Noch eine Woche, dann geht es endlich wieder los. Der Ski-Weltcup startet Ende Oktober mit dem traditionellen Riesentorlauf-Doppel auf dem Rettenbachferner. Am 25. Oktober eröffnen die Frauen die neue Ski-Saison, tags darauf, am österreichischen Nationalfeiertag, sind dann die Männer dran (26. Oktober).
Und das bei besten Pistenbedingungen. Der Ski-Weltverband FIS gab am Donnerstag nach der obligatorischen Schneekontrolle nämlich Grünes Licht. Dem Ski-Spektakel in Sölden steht nichts im Weg.
Schon in den letzten Tagen trainierten mehrere Ski-Teams auf dem Gletscher-Hang. So auch die österreichischen Asse rund um Manuel Feller. Die konnten dabei auch eine Neuerung auf dem Rettenbachferner bestaunen. Auf dem letzten Streckenteil, dem Flachstück ins Ziel, wurden zwei Wellen aufgeschüttet, um auch die Fahrt durch die letzten Tore spannender zu gestalten.
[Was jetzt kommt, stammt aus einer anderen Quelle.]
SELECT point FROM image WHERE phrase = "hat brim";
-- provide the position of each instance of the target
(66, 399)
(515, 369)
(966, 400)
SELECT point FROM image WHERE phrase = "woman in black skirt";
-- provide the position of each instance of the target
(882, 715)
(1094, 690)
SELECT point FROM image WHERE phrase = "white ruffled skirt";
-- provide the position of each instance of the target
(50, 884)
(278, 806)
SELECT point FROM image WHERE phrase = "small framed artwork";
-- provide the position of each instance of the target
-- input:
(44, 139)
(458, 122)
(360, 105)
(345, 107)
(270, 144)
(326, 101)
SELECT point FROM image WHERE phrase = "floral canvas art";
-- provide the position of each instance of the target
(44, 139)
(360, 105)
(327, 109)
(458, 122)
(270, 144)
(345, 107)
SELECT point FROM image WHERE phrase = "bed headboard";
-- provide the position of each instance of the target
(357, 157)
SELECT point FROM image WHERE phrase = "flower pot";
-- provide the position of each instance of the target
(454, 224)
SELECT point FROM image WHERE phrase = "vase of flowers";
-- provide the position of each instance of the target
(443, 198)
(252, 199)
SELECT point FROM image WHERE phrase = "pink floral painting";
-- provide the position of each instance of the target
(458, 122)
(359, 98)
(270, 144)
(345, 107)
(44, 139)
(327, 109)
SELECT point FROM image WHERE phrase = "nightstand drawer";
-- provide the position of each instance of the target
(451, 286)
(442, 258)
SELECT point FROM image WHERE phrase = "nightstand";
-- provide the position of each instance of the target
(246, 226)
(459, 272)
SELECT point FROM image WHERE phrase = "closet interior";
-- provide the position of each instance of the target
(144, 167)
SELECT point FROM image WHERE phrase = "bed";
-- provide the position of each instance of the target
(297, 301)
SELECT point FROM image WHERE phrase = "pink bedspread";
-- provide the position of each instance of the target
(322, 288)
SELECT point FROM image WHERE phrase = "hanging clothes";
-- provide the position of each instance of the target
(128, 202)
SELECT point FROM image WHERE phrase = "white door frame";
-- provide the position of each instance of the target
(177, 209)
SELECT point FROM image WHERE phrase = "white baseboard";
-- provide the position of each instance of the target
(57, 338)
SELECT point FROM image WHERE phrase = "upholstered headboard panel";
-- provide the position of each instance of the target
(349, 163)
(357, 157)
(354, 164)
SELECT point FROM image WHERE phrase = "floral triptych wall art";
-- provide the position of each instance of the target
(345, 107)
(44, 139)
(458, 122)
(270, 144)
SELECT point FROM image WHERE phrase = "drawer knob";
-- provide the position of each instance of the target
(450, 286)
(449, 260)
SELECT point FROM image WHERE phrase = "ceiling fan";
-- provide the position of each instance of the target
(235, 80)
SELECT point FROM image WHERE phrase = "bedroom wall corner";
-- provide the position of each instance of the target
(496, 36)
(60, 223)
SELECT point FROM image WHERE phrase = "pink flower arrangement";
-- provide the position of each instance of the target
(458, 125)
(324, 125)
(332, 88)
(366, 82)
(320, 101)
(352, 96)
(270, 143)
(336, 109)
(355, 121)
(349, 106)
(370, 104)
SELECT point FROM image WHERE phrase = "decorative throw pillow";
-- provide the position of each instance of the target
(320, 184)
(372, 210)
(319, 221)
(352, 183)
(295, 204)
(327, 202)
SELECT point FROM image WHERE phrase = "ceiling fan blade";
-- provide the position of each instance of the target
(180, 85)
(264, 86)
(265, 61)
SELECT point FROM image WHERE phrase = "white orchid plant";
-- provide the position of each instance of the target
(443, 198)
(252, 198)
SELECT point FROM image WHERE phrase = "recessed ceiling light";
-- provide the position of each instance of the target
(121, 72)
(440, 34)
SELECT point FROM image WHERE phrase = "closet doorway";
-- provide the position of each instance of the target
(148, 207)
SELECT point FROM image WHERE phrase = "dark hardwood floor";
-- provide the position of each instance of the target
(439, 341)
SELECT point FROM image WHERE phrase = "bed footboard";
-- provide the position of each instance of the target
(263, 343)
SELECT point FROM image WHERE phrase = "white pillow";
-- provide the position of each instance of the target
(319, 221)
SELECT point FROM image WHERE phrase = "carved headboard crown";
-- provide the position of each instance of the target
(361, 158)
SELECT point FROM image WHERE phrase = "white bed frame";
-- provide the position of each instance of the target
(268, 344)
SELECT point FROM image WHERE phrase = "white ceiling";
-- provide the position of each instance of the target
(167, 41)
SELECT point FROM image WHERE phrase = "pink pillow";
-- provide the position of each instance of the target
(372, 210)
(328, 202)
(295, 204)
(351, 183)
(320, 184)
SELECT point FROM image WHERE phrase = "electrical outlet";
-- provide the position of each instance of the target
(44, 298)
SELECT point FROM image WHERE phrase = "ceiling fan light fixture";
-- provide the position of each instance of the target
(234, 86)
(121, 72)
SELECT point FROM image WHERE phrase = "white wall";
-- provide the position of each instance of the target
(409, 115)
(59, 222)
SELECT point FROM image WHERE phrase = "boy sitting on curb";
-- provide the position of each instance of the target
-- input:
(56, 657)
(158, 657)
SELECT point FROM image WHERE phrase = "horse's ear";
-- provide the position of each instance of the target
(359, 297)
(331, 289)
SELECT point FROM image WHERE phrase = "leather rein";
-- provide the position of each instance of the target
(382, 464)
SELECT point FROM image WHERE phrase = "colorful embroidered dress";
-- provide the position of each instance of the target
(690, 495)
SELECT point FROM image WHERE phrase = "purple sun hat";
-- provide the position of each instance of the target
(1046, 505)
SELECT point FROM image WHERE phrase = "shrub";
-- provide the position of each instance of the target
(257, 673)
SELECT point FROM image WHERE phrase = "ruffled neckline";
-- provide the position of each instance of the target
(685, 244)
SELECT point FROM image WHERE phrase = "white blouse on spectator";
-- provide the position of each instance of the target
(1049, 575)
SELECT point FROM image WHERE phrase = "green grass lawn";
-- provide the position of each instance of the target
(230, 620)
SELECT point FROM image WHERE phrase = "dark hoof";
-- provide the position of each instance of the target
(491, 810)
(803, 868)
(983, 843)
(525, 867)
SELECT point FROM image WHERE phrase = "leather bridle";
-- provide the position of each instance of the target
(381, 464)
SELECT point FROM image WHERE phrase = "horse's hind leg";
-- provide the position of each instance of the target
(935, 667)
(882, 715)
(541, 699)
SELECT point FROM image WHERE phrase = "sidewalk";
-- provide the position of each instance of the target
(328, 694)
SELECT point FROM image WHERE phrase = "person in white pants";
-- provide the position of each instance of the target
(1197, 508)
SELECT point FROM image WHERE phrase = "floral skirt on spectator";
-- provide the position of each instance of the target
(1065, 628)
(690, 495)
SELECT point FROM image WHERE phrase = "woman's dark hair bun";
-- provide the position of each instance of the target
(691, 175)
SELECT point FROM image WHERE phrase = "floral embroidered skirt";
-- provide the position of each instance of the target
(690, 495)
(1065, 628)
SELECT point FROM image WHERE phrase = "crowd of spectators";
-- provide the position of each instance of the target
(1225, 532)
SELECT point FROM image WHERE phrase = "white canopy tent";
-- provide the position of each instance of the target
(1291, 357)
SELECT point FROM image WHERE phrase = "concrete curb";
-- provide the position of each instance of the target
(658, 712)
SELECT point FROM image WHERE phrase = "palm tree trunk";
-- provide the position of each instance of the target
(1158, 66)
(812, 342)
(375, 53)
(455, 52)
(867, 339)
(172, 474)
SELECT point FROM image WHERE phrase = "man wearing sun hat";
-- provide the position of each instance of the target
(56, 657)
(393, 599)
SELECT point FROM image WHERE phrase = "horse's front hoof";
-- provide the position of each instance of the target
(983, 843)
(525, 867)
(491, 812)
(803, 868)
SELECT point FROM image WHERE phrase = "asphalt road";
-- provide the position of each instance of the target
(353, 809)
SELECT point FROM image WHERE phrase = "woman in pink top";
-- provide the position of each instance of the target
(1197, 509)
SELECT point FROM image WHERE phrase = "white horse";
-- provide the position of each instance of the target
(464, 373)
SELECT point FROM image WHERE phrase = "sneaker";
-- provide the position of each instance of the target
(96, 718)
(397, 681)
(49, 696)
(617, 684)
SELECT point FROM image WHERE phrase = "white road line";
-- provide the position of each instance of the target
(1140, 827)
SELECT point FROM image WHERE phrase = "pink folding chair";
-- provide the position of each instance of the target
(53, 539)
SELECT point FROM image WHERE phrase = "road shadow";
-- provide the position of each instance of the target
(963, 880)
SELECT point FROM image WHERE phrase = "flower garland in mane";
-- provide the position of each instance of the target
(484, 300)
Feller selbst konnte der Idee aber nur wenig abgewinnen.
"Ich weiß nicht, ob es nötig war, beim ersten Rennen auf 3.000 Meter kurz vor dem Ziel noch so etwas einzuschieben", meinte der Fieberbrunner nach den Trainingsläufen im "ORF". "Es ist da doch ein gewisses Risiko dabei. Die Top-Leute fahren das im zweiten Durchgang ja im Schatten", blickte Feller auf die Sichtverhältnisse. Schon bei den Testläufen hätte es laut Feller "bald ein paar Hoppalas" gegeben. Deshalb schob Österreichs Technik-Star an: "Ich bin nicht der größte Fan davon, aber es ist für jeden gleich."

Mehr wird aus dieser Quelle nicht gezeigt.